February 26, 2022

MOMS SHOULD REMEMBER

 January 26, 1983

“Lakeside Review”

 

“For Pete’s sake, Jennifer!  Don’t be so silly!”  I exclaim, poking an impatient finger at the tearstains on my little girl’s beet-red cheeks.

 

How intensely green her eyes have grown in the brief interval since a distracted usher at the wedding we are attending moved the chair on which my daughter had meant to sit.  

 

Sprawled there on the floor, bony knees and elbows exposed, with her skirt hiked up around her thighs, 9-year-old Jennifer is not to be consoled. Despite outstretched hands and whispered reassurances that hardly anyone, not even the unwitting usher now rushing to seat another guest, has noticed how she fell, she is inconsolable.

 

It's no big deal," I try to make her see through tears that trace a salty path down to the corners of her mouth.
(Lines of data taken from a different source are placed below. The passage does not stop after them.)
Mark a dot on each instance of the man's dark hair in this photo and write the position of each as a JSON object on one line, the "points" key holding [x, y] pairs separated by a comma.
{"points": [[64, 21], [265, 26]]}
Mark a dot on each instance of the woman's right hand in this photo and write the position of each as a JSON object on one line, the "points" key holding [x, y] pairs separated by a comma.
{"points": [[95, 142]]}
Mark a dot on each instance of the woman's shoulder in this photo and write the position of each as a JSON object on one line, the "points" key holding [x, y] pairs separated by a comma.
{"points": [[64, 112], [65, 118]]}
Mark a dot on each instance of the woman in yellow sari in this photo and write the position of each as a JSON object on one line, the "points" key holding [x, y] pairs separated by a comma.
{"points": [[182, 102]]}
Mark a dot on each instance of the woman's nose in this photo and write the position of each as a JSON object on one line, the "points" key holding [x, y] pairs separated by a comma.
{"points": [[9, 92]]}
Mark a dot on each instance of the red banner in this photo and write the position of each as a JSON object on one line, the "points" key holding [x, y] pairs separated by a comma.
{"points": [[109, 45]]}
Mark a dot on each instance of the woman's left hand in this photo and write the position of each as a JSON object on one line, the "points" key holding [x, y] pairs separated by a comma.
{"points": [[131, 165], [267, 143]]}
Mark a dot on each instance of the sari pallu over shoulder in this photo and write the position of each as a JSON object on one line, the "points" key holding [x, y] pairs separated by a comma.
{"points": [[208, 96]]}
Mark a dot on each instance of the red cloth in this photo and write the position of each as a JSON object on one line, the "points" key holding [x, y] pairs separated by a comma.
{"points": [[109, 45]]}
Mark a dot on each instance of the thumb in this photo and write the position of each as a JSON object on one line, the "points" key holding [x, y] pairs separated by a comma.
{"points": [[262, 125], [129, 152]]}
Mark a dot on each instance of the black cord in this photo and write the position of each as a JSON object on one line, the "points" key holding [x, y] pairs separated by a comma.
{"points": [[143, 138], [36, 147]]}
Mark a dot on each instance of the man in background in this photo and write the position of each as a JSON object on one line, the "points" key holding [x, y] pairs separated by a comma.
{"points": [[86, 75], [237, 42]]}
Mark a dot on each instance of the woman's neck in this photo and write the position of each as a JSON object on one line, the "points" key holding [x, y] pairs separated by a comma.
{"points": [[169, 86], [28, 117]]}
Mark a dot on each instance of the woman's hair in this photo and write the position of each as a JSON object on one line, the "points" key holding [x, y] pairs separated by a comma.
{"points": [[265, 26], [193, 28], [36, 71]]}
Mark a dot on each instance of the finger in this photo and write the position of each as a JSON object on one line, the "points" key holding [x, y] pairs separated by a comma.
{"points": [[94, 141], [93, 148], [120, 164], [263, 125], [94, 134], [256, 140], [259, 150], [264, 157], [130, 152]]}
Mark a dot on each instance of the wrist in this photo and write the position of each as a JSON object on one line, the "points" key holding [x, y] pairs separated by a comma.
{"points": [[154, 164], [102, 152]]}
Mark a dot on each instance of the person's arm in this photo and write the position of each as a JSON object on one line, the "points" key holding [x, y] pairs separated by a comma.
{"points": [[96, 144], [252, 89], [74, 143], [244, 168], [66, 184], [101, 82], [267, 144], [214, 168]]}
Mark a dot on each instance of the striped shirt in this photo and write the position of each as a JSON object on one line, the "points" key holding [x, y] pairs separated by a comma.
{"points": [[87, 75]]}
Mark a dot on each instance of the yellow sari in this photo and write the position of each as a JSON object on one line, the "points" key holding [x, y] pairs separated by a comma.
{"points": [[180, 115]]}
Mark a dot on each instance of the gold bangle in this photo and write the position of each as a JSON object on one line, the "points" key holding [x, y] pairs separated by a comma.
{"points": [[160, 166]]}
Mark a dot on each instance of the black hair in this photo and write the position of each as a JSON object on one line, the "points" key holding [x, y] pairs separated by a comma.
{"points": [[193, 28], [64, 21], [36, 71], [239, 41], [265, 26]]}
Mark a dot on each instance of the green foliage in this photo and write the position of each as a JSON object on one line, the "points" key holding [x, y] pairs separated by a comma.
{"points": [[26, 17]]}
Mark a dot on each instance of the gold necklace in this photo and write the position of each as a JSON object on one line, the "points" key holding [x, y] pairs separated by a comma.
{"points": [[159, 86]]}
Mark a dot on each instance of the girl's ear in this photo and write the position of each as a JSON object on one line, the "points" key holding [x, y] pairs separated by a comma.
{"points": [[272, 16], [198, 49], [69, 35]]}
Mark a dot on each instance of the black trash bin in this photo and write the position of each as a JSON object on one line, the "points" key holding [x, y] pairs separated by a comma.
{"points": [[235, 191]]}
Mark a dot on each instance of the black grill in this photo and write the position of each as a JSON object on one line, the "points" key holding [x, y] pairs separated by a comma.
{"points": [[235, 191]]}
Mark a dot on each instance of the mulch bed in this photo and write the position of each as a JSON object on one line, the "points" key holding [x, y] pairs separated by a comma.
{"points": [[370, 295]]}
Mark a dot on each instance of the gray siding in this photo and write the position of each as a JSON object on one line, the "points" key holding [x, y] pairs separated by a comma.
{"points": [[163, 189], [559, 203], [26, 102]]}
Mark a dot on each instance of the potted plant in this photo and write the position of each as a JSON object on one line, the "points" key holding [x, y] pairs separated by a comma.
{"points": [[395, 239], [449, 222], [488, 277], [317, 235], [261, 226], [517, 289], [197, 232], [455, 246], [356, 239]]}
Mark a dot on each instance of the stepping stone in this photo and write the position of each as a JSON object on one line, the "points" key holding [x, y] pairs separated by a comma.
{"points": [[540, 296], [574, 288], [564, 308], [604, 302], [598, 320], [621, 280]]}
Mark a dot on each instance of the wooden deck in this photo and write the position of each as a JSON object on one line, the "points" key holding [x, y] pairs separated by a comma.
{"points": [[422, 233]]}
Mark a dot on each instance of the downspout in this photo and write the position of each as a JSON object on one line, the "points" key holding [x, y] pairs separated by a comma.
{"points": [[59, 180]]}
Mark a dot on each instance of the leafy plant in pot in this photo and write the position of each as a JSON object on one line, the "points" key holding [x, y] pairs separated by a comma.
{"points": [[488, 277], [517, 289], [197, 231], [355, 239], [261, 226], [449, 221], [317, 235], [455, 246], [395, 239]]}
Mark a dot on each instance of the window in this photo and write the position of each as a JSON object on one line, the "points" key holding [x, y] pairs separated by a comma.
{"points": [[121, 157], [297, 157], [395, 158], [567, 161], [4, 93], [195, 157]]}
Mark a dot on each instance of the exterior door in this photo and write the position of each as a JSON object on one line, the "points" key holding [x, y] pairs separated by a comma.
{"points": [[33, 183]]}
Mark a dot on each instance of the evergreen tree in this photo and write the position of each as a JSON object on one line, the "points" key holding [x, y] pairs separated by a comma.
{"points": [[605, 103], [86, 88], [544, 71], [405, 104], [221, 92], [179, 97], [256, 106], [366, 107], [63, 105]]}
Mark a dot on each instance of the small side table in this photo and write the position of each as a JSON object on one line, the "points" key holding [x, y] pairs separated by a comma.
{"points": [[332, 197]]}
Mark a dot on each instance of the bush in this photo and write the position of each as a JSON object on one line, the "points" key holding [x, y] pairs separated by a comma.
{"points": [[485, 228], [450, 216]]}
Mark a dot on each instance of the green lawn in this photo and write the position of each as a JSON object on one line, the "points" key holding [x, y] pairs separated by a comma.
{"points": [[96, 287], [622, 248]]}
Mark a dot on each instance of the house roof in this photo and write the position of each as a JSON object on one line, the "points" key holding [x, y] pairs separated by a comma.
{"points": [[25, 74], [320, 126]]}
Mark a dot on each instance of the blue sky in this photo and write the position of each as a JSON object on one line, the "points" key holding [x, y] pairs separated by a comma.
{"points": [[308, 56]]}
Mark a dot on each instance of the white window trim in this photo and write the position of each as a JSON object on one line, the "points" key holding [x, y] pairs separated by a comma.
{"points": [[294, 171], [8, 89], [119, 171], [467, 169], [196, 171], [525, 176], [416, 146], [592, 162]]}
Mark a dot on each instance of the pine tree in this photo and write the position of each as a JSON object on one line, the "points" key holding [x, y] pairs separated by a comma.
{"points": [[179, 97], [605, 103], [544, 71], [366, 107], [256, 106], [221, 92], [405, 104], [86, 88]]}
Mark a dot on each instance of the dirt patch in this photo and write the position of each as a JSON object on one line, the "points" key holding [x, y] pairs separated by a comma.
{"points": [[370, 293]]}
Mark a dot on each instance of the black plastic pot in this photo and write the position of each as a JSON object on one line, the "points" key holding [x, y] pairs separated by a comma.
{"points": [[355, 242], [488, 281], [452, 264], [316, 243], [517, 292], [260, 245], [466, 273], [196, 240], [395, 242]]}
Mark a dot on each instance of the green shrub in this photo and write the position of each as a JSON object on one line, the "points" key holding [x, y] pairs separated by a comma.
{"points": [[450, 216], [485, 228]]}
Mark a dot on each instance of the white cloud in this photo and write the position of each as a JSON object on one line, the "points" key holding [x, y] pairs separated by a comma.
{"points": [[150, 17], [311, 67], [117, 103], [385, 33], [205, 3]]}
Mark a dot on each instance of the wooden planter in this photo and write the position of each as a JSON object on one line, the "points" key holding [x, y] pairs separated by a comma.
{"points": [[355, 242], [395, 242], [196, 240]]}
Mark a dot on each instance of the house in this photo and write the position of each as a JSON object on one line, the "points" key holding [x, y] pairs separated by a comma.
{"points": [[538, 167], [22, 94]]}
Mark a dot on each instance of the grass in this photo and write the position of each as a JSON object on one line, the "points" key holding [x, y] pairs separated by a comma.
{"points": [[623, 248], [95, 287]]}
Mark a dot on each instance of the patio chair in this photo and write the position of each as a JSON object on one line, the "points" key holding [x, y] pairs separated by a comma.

To my adult eyes, the child’s acute sense of shame seems so out of proportion with the cause that I could be tempted to giggle.  But her thin shoulders have already begun to quiver, as she struggles for control.

 

“Jennifer!”

 

With a half-muffled sob, she ducks to hide her face, but not before I see the image of the little girl I once was reflected in those glistening, plaintiff eyes:

 

Once when I was six years old, I spilled ice cream at a party, and even when the birthday girl passed out shiny pennies and huge balloons, all I could see were swirls of melted chocolate on my skirt.

 

Then there was the time when I sat halfway through Sunday school, before someone told me that my dress was all unbuttoned down the back.

 

“Don't be so silly, Little One,” my voice grows soft. “You just go ahead and let those teardrops fall.”